Upgrades to the town’s sewer system and plant are nearly complete, according to Elliott. He said the project is ready for its final inspection of the project by the town staff, engineers for the wastewater treatment plant and HUD’s rural development representative.

Police Chief Ricky Wilkinson said he is waiting on additional bid information for replacing the radios currently used by the officers while on patrol. Currently, due to a change made by the Sheriff’s Department last year, his men cannot communicate directly with road deputies, unless they call them via cell phone. Also, there are still areas within the town that are “dead zones” where there is no radio contact.
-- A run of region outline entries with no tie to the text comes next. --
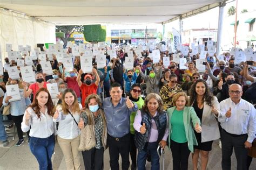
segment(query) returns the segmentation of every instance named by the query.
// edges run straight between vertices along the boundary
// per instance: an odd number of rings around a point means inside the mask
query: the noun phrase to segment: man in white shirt
[[[238,84],[231,84],[229,88],[230,98],[220,103],[220,114],[218,120],[223,129],[223,169],[231,169],[231,157],[234,147],[237,161],[237,169],[246,169],[248,148],[256,132],[255,109],[252,104],[241,98],[242,87]]]

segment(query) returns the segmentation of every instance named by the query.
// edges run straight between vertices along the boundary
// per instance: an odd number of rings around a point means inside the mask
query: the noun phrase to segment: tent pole
[[[221,45],[222,31],[223,26],[223,16],[224,14],[224,6],[226,5],[225,2],[220,2],[219,5],[219,22],[218,23],[218,34],[217,40],[217,55],[220,54],[220,45]]]

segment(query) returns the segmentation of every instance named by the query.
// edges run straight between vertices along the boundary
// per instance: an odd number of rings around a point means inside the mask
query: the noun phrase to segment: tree
[[[71,34],[75,32],[83,32],[83,25],[58,25],[56,26],[56,32],[61,32],[64,33],[64,37],[59,37],[64,42],[65,47]]]
[[[246,12],[248,12],[248,10],[246,9],[243,9],[241,11],[241,13],[246,13]]]
[[[227,14],[229,16],[233,16],[235,13],[235,8],[234,6],[232,6],[228,9],[227,11]]]
[[[100,24],[84,25],[84,35],[88,42],[101,42],[106,40],[106,30]]]

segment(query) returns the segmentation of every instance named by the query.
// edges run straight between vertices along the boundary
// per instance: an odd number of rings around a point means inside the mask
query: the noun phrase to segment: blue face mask
[[[69,74],[69,75],[70,75],[70,76],[71,76],[71,77],[75,77],[75,76],[76,75],[76,73],[70,73]]]
[[[89,105],[89,109],[91,112],[96,112],[99,109],[99,105]]]
[[[58,76],[58,75],[53,74],[53,75],[52,75],[52,77],[53,77],[54,79],[57,79],[58,78],[58,77],[59,77],[59,76]]]

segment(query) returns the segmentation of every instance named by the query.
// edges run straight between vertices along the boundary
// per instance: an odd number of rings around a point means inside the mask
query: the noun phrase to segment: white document
[[[80,59],[80,61],[81,59]],[[72,72],[74,69],[73,60],[72,60],[72,58],[69,57],[63,59],[63,61],[62,62],[63,63],[64,67],[66,68],[65,71],[66,72]]]
[[[173,54],[172,61],[175,62],[177,63],[179,63],[179,55],[178,54]]]
[[[206,58],[207,51],[201,51],[200,53],[199,59],[205,59]]]
[[[21,53],[22,53],[22,56],[24,55],[29,55],[29,52],[26,47],[22,47]]]
[[[21,100],[18,84],[8,85],[5,87],[7,96],[12,97],[9,100],[9,102]]]
[[[31,52],[32,50],[31,50],[31,46],[27,45],[26,47],[26,49],[28,51],[29,51],[30,52]]]
[[[57,83],[47,83],[46,87],[51,95],[51,97],[52,98],[57,98],[57,95],[59,94],[59,90],[58,89],[58,84]]]
[[[234,55],[235,54],[235,52],[238,51],[238,49],[237,49],[235,47],[233,47],[232,48],[231,48],[231,51],[230,52],[230,55]]]
[[[252,48],[245,48],[245,54],[251,55],[253,54],[253,50]]]
[[[215,46],[207,46],[208,53],[210,56],[213,56],[216,53]]]
[[[153,57],[153,63],[157,63],[160,60],[160,51],[155,49],[152,51],[152,56]]]
[[[97,67],[103,68],[106,66],[106,55],[99,55],[96,56]]]
[[[251,54],[246,55],[246,61],[256,61],[256,54]]]
[[[191,54],[192,55],[197,55],[197,53],[198,53],[198,46],[193,47]]]
[[[218,59],[219,60],[224,60],[224,55],[220,55],[218,56]]]
[[[21,78],[17,66],[8,67],[6,68],[6,70],[8,72],[9,77],[11,79],[18,80]]]
[[[188,47],[185,47],[185,46],[182,46],[181,48],[181,53],[183,54],[184,56],[187,56],[188,55]]]
[[[113,58],[117,58],[117,52],[116,49],[109,49],[107,51],[107,53],[109,55],[110,55],[110,58],[112,59]]]
[[[134,58],[127,56],[125,58],[125,69],[133,69]]]
[[[198,69],[198,72],[205,72],[205,65],[203,64],[203,62],[205,62],[205,59],[197,59],[196,60],[196,65],[197,68]]]
[[[5,44],[5,51],[11,51],[12,48],[12,45],[11,44]]]
[[[235,65],[239,65],[241,62],[245,61],[246,57],[243,51],[237,51],[235,54],[235,60],[234,63]]]
[[[92,58],[91,57],[84,54],[80,58],[80,63],[81,64],[81,69],[84,73],[92,73]]]
[[[186,58],[179,59],[179,69],[187,69],[187,66],[186,66],[186,63],[187,63],[187,59]]]
[[[199,46],[198,48],[198,52],[200,53],[203,51],[205,51],[205,45],[204,44],[199,45]]]
[[[84,53],[85,51],[85,44],[79,44],[78,45],[78,51],[79,53]],[[73,53],[73,51],[72,52]]]
[[[33,63],[33,60],[32,60],[32,57],[29,55],[26,56],[25,57],[25,63],[27,66],[32,66]]]
[[[1,47],[0,46],[0,48]],[[3,67],[3,62],[2,62],[2,60],[0,61],[0,75],[4,75],[4,68]]]
[[[46,61],[46,55],[44,54],[38,54],[38,60],[41,61]]]
[[[17,60],[17,66],[24,67],[25,61],[24,60]]]
[[[165,67],[167,67],[170,66],[170,57],[164,56],[163,58],[163,63]]]
[[[127,55],[128,57],[133,57],[133,52],[132,51],[129,51],[127,52]]]
[[[16,51],[8,51],[9,61],[11,62],[11,60],[17,61],[17,52]]]
[[[31,66],[21,67],[20,70],[23,81],[28,83],[36,82],[35,73]]]
[[[73,54],[73,56],[80,55],[78,51],[78,46],[77,45],[72,47],[72,54]]]
[[[40,62],[40,64],[41,65],[43,73],[46,74],[46,75],[53,74],[50,61],[42,61]]]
An upgrade to the system with additional repeater could resolve that problem.

Jones said he and Dave McCormack of Waukeshaw Development are nearly finished processing the paperwork which will allow McCormack to begin renovations to the Planter’s Warehouse.

He shared the news that he has asked the town’s legal counsel to provide guidance on how best to proceed against derelict property owners. Several local homeowners and businesses already have received letters advising them they are not in compliance with the town’s ordinances. A few recipients took the letters to heart and addressed the issues, and some others made some initial progress towards cleaning up their properties but slacked off, and a few either ignored the letter or after taking steps to clean up the property, have backtracked in their efforts.

Jones said he was looking at additional enforcement measures, including sending the town in to make repairs or clean up and then billing the property owner or placing a lien on the real estate.